Hall of Famers: David Bowie, Pink Floyd, the Velvet Underground, Gladys Knight and the Pips, Jefferson Airplane, Little Willie John and the Shirelles have been elected to the Rock and Roll Hall of Fame, it was announced Monday in Cleveland, where the hall opened in September. They will be inducted--along with folk singer Pete Seeger and pioneer San Francisco radio executive Tom Donahue, who will be honored in the "early influence" and "non-performer" categories--at a dinner Jan. 17 in New York.
Talk Shows Blasted: House Speaker Newt Gingrich (R-Ga.) accused daytime TV talk shows Monday of contributing to "an increasingly ignorant culture," adding his name to a growing list of public figures critical of the popular programming. A former history professor, Gingrich told a college audience that the ill effects of bad TV and bad schools are pushing America into a major cultural crisis as the country grapples with highly disciplined economic rivals such as Germany, Japan and China. "If you were to look at the five most popular talk shows in America in terms of television, and look at the level of ignorance and misinformation which substitutes for learning, you would understand better why we are an increasingly ignorant culture," Gingrich said.

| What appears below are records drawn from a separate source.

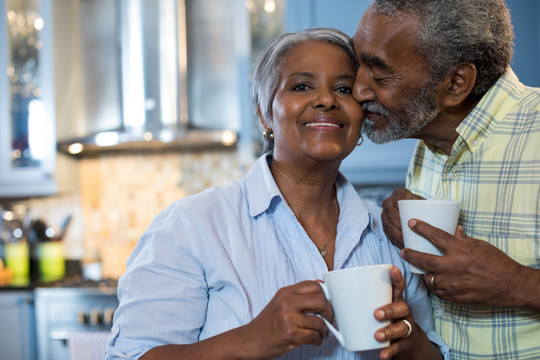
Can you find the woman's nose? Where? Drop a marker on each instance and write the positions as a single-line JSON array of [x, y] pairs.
[[325, 98]]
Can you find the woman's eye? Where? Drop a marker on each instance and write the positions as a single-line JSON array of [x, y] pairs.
[[300, 87], [344, 89]]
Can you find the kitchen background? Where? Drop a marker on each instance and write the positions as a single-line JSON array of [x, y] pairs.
[[110, 110]]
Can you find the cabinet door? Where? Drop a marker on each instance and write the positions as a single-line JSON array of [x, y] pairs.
[[27, 131], [17, 338]]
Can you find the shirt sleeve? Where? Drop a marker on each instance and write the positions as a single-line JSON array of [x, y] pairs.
[[417, 297], [163, 293]]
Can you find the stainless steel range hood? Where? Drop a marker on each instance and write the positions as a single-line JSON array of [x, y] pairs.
[[134, 64]]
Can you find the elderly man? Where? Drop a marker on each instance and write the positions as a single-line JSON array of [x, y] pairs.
[[438, 71]]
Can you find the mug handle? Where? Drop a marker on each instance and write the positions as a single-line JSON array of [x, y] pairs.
[[331, 327]]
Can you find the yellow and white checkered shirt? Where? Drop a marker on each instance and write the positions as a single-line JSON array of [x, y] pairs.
[[494, 171]]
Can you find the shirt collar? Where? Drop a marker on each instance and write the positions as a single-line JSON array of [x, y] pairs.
[[262, 190], [493, 106]]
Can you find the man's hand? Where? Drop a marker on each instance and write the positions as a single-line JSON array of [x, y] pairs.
[[390, 215], [473, 272]]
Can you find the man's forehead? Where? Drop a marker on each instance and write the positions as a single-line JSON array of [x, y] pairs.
[[380, 34]]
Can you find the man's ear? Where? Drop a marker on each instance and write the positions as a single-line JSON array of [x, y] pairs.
[[459, 85]]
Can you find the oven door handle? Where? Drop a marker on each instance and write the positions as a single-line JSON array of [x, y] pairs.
[[59, 335]]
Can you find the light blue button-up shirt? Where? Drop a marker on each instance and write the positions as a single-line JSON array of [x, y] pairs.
[[211, 262]]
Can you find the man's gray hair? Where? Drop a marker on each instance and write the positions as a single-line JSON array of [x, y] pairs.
[[269, 65], [454, 32]]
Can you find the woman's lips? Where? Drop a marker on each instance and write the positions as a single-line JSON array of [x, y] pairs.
[[323, 124]]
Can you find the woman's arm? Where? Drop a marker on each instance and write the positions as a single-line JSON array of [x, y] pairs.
[[285, 323]]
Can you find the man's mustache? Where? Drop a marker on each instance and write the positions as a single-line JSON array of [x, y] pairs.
[[374, 107]]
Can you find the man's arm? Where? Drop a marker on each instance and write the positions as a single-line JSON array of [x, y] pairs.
[[474, 272]]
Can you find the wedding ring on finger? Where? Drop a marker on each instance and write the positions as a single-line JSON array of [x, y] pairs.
[[409, 330], [432, 281]]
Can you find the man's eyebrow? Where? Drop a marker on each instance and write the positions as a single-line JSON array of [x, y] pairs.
[[375, 61]]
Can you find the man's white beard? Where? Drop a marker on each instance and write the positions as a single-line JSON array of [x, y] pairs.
[[415, 114]]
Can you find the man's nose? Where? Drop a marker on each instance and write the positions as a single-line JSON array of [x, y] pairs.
[[362, 90]]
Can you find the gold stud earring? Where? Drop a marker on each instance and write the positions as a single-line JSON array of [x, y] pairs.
[[268, 134], [361, 141]]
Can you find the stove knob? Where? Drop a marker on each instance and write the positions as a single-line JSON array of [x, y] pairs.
[[95, 316], [108, 315], [82, 317]]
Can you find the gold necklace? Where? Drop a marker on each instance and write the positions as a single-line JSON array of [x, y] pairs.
[[322, 249]]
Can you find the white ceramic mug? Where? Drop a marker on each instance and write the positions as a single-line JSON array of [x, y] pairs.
[[442, 214], [355, 294]]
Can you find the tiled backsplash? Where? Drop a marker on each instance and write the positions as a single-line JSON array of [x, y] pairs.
[[114, 197]]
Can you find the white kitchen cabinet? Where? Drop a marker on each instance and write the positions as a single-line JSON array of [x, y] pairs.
[[27, 120], [17, 329]]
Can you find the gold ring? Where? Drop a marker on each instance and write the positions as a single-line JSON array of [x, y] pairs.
[[409, 330], [432, 280]]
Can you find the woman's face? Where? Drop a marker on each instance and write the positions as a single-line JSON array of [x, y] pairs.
[[314, 115]]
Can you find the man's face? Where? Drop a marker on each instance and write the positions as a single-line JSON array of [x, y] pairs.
[[392, 82]]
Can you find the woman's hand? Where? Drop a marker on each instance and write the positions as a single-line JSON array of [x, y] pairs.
[[288, 321], [406, 338]]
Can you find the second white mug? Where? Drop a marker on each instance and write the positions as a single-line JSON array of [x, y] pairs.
[[442, 214]]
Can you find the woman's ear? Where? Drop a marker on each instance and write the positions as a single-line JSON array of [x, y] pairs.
[[459, 85], [261, 117]]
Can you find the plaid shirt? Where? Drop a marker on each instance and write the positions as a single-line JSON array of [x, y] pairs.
[[494, 170]]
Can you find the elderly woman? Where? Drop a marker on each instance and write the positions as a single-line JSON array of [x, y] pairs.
[[230, 273]]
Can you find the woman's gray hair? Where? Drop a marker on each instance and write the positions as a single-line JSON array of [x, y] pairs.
[[454, 32], [270, 62]]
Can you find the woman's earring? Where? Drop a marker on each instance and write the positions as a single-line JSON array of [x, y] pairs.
[[268, 134]]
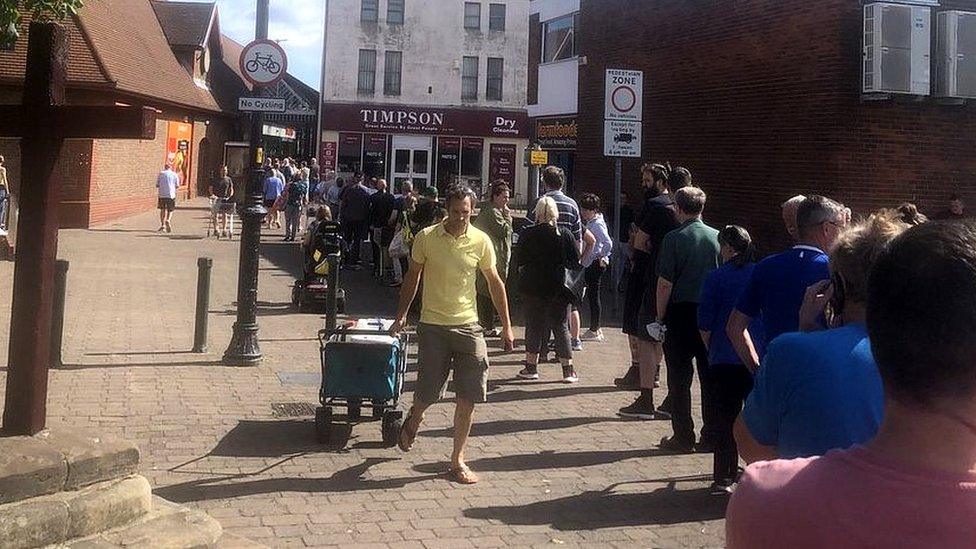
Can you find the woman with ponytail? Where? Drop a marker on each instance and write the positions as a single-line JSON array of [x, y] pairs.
[[729, 381]]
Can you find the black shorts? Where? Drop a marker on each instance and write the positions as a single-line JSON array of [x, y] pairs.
[[168, 204], [640, 303]]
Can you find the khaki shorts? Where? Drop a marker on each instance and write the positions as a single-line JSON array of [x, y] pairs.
[[441, 349]]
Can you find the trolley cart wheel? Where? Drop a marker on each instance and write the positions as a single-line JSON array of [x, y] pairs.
[[392, 424], [323, 424], [355, 410]]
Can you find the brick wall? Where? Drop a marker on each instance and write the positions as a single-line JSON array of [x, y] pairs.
[[535, 57], [761, 100]]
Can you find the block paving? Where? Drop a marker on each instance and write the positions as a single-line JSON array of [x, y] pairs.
[[557, 466]]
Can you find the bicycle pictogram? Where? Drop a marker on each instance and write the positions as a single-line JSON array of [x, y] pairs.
[[266, 62]]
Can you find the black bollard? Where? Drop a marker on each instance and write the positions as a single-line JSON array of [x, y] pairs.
[[204, 267], [57, 318], [332, 291]]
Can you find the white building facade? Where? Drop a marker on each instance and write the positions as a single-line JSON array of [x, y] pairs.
[[427, 91], [553, 90]]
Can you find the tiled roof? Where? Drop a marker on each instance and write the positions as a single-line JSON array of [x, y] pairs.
[[83, 65], [185, 23], [133, 48]]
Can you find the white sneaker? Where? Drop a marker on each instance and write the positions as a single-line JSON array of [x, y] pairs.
[[590, 335]]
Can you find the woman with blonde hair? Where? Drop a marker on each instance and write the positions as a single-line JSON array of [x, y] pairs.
[[544, 253]]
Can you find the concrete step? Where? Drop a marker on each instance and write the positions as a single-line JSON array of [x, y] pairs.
[[63, 516], [167, 526], [61, 459]]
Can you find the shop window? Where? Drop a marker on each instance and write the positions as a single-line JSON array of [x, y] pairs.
[[392, 71], [448, 160], [472, 15], [350, 152], [559, 40], [374, 156], [471, 157], [394, 12], [496, 66], [496, 17], [369, 11], [469, 78], [367, 72]]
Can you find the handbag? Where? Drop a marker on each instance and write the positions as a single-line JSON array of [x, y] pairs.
[[574, 285]]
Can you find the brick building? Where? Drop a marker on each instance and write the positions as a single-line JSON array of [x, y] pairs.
[[167, 55], [762, 100]]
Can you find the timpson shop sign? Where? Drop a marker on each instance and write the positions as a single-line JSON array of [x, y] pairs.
[[424, 120]]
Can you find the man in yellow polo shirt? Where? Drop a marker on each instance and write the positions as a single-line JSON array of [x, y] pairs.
[[449, 255]]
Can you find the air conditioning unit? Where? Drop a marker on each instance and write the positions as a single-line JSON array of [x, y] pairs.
[[955, 70], [897, 48]]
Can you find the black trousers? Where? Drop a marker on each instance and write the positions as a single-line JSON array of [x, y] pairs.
[[544, 315], [355, 233], [682, 345], [728, 385], [593, 278]]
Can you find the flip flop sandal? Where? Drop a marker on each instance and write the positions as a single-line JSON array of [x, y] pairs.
[[462, 475], [406, 439]]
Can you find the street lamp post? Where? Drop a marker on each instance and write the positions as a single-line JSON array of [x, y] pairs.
[[244, 349]]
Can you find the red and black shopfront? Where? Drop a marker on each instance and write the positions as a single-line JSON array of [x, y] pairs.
[[426, 145]]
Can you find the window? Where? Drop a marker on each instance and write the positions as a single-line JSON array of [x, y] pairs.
[[559, 40], [392, 72], [469, 78], [472, 15], [496, 67], [496, 17], [367, 72], [370, 11], [394, 12]]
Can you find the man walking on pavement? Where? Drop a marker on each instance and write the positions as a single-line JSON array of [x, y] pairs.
[[354, 213], [168, 182], [687, 255], [449, 256]]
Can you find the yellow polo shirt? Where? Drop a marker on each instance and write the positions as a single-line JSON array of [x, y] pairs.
[[451, 266]]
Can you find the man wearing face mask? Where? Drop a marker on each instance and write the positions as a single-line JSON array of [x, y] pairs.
[[821, 390]]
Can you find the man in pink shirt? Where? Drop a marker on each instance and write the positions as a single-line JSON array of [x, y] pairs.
[[914, 484]]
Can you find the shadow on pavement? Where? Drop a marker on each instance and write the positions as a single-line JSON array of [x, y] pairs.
[[233, 486], [546, 460], [605, 509], [506, 427]]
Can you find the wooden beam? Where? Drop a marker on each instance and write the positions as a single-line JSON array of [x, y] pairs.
[[77, 121]]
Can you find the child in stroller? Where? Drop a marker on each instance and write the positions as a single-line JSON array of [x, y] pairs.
[[322, 238]]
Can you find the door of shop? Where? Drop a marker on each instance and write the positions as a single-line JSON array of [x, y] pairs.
[[411, 161]]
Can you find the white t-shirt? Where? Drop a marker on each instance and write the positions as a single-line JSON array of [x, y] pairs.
[[167, 183]]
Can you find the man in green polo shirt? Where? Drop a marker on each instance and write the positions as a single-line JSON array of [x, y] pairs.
[[449, 255], [687, 255]]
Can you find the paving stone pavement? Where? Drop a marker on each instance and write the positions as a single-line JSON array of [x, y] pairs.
[[558, 468]]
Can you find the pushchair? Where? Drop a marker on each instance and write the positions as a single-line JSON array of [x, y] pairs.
[[220, 206], [310, 293], [362, 365]]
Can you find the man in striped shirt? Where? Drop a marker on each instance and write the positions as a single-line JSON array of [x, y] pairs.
[[553, 179]]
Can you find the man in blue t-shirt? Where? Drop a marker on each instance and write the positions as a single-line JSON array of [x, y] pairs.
[[777, 285], [818, 391]]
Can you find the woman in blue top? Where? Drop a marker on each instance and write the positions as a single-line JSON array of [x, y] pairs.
[[727, 380]]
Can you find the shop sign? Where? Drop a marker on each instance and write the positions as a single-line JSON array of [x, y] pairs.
[[328, 155], [556, 133], [501, 163], [538, 158], [424, 120]]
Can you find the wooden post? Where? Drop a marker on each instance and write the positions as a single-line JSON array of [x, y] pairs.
[[30, 326]]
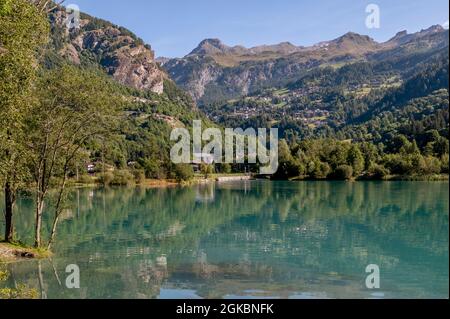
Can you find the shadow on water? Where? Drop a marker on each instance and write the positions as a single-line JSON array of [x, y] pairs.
[[246, 239]]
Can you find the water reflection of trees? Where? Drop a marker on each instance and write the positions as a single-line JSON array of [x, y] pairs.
[[281, 232]]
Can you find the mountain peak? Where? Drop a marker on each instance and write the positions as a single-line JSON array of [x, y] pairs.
[[355, 37], [209, 47], [434, 28]]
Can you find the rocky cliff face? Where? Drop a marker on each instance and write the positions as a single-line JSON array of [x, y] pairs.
[[119, 52], [215, 72]]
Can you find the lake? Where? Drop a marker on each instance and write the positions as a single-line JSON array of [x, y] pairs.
[[252, 239]]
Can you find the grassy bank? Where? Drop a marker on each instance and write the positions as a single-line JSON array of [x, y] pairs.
[[10, 252]]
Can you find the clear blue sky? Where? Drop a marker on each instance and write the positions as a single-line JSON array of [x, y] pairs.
[[174, 27]]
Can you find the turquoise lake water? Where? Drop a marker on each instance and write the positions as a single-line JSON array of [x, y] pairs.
[[253, 239]]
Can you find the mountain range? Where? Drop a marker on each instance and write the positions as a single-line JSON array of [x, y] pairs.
[[215, 72]]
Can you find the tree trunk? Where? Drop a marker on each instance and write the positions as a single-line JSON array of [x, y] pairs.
[[9, 205], [39, 209]]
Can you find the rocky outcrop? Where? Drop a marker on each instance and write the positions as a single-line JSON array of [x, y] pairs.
[[122, 55]]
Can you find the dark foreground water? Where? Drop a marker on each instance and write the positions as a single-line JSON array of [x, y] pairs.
[[247, 240]]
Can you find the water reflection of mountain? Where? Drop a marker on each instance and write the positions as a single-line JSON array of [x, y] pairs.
[[275, 236]]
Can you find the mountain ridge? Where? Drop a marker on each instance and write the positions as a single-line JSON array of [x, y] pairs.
[[215, 72]]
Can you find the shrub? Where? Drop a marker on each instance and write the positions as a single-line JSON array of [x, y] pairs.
[[122, 177], [106, 178]]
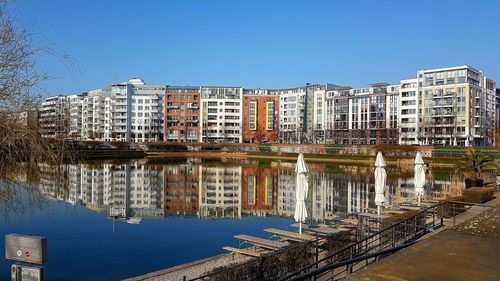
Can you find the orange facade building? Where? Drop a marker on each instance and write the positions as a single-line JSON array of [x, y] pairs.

Great Moments in PR: The TNT network is ballyhooing the fact that it will bring Faye Dunaway and "Sunset Boulevard" "together at last" this Thursday starting at 5 p.m. Well, not exactly. Dunaway will host a showing of the CableACE-nominated "Inside the Dream Factory," a historical look at Hollywood. That will be followed at 6:30 p.m. by the classic 1950 film, "Sunset Boulevard," starring Gloria Swanson and William Holden. Dunaway had been scheduled to star in the stage version of "Sunset Boulevard" at the Shubert Theater in 1994 when producer Andrew Lloyd Webber dropped her from the show, saying she could not meet the vocal requirements of the role. Dunaway sued Lloyd Webber for more than $6 million and the dispute was settled out of court early this year. But, don't expect Dunaway to shed any "Sunset" light during Thursday's TV stint. In her current autobiography, "Looking for Gatsby," Dunaway devotes a one-page chapter to the incident, reprinting the joint press release she issued with Lloyd Webber, followed by: "The terms of this settlement prevent me from any further comment on the matter."
The Lehrer Hour: Public television's newly constituted "The NewsHour with Jim Lehrer," minus the newly retired Robert MacNeil, focuses heavily on California this week with news teams visiting San Diego today, Los Angeles on Wednesday and UC Berkeley on Thursday. Discussions will center on local conditions and reactions to the Bosnia crisis.
Presidential Gala: "Grace Under Fire" star Brett Butler will host this year's "A Gala for the President at Ford's Theatre," honoring President Bill Clinton and First Lady Hillary Rodham Clinton. The show, airing Nov. 18 on ABC, will include performances by comedians Jeff Foxworthy and Paula Poundstone, country star Shania Twain, the Temptations, Chicago and the magic group the Pendragons, and more. The program will be taped Nov. 12 in Washington.
Dropping Out: Citing conflict with the shooting schedule for his TV series "Live Shot," David Birney has pulled out of the Theater League's "My Fair Lady," which is slated for the Alex Theatre in Glendale Dec. 12-17. A spokesman said negotiations are in progress for the services of another actor for the role of Henry Higgins. The cast also includes Jody Benson, Robert Mandan, Tony Tanner and Ray Benson.
Struck Out: Rosie O'Donnell canceled her sold-out show in Cleveland on Saturday so she and her audience could watch the sixth game of the World Series on television. "I wanna watch the Indians, too! So I'm changing the date of my show," O'Donnell said last week in an ad announcing the new March date of her show at the Palace Theatre. Considering Atlanta beat Cleveland 1-0 to clinch the series, maybe the show should have gone on.
True Grit: He's been dead 16 years but the Duke can still take on the likes of Clint Eastwood and Mel Gibson. John Wayne came out on top in the latest Harris Poll survey that asked 1,005 Americans to name their favorite movie star. Eastwood, No. 1 last year, slipped to second place this year, followed by Gibson, Denzel Washington, Kevin Costner and Tom Hanks. Female stars didn't make the top 10; Julia Roberts and Demi Moore were the highest-ranking actresses, tying for 22nd place. Meanwhile, TNT--don't those folks ever rest?--announced it will premiere Wayne's "McLintock" Sunday at 5 p.m. The film, which had been held by the Wayne family estate for 15 years, is the most requested film at TNT, the network said. Wayne's sons Michael and Patrick will host the event. Patrick appears in the film and Michael produced.